Le lecteur se régale avec la pérégrinations, joyeuses, mystiques et tragiques des personnages. Les situations font frémir, espérer, pleurer ou sourire, elles rythment les pages, scandent le tempo du récit.
L'absolutisme du pouvoir politique ou religieux est voué à être combattu et abattu depuis que le monde est monde. Le cycle de « Dune » est une manière extraordinaire d'en explorer toutes les facettes grâce à un personnage à part entière qu'est la planète Arrakis.
« Dune » est protéiforme et pourrait être considéré comme le premier space opera. Toujours est-il que ce cycle est un incontournable pour le lecteur de SF et un plaisir de lecture sans cesse renouvelé.
Le cycle de « Dune », on peut le dire, est une saga culte ! Une pierre sur laquelle se sont appuyés bons nombres de romans.
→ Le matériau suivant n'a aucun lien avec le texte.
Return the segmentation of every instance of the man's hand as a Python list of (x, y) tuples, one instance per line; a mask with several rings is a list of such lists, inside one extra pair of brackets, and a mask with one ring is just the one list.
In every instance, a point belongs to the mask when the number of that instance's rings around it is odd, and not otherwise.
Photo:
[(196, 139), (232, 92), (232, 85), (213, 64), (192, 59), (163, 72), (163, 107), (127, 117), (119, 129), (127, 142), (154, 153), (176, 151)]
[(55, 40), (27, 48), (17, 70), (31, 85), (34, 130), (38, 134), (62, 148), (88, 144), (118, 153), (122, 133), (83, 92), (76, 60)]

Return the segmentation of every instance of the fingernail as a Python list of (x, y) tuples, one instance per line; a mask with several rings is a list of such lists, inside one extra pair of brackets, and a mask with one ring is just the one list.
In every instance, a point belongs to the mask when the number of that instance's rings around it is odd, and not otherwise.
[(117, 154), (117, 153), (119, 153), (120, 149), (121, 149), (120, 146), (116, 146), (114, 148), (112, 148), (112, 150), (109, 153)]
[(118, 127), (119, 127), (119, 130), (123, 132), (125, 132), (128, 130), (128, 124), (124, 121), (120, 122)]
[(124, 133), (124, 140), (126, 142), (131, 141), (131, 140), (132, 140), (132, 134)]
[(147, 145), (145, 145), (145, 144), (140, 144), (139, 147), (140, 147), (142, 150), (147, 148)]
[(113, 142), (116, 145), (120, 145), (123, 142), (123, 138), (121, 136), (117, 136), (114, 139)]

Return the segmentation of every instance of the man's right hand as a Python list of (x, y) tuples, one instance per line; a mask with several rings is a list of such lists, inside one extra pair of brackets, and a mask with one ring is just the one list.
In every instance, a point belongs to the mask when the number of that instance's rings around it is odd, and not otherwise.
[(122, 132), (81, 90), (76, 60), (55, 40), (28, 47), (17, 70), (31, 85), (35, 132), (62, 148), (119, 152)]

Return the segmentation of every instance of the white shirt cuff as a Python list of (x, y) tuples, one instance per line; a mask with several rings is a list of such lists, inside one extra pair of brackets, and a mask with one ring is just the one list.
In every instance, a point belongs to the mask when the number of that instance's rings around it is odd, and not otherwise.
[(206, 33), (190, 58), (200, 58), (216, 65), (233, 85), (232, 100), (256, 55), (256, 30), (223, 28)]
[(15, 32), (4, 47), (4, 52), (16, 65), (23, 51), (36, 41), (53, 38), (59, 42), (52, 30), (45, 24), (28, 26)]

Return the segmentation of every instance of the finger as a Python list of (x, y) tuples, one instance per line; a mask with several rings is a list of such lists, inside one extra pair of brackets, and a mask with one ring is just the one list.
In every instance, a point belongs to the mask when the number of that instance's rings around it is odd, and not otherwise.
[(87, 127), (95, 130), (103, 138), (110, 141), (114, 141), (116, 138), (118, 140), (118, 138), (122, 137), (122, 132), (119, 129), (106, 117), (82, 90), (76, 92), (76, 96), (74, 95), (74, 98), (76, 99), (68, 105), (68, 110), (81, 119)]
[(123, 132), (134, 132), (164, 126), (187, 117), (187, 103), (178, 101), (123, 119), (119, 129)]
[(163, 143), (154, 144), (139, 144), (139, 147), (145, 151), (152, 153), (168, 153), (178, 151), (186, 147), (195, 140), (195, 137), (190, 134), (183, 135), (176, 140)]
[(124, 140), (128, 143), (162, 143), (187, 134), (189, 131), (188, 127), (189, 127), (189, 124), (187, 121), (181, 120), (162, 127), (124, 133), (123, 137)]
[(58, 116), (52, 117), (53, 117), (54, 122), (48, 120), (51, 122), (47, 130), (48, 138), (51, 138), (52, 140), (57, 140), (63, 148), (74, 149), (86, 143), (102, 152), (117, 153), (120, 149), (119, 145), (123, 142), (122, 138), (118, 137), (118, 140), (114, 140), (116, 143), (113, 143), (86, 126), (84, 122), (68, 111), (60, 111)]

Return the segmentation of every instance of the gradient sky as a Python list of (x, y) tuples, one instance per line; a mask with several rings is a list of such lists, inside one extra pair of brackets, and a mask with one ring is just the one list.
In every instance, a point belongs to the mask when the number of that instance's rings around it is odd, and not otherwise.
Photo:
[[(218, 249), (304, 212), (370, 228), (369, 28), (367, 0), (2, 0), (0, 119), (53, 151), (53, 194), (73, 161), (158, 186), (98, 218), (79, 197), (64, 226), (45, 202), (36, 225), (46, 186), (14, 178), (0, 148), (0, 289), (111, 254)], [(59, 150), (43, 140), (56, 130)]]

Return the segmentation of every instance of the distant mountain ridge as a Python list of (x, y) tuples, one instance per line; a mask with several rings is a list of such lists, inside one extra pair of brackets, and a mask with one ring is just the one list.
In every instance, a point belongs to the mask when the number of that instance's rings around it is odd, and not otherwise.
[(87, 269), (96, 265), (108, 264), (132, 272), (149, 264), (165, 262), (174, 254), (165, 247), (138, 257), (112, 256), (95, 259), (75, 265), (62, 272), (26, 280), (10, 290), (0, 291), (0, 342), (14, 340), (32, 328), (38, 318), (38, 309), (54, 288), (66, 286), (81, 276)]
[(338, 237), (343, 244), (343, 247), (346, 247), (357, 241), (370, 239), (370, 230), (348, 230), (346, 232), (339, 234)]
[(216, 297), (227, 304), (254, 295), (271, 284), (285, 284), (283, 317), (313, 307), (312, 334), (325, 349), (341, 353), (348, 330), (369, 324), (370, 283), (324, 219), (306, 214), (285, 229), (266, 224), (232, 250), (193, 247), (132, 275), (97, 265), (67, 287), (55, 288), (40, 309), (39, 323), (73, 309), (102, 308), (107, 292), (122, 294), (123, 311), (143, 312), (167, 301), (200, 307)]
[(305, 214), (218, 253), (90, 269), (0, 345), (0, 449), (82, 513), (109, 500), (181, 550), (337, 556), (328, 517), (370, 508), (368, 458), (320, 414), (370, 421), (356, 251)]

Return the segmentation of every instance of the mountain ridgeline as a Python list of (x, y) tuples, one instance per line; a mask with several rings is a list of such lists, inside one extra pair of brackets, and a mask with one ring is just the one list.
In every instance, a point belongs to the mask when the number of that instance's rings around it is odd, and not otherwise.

D'ailleurs, « Game of Thrones » a du se nourrir abondamment, et intelligemment, de « Dune ».

Pour en savoir plus c'est ici Wikipédia




2 commentaires:

rachel a dit…

Tu en parles si bien...vraiment Dune est un des space operas les plus reussis....une merveille...et lala tu arrives a mon prefere: l'empereur-Dieu...j'adore tellement Leto le fils....oui

Katell a dit…

Merci Rachel pour ton soutien. J'aime beaucoup le personnage de Leto, le fils. Il est plus rayonnant que son père Paul.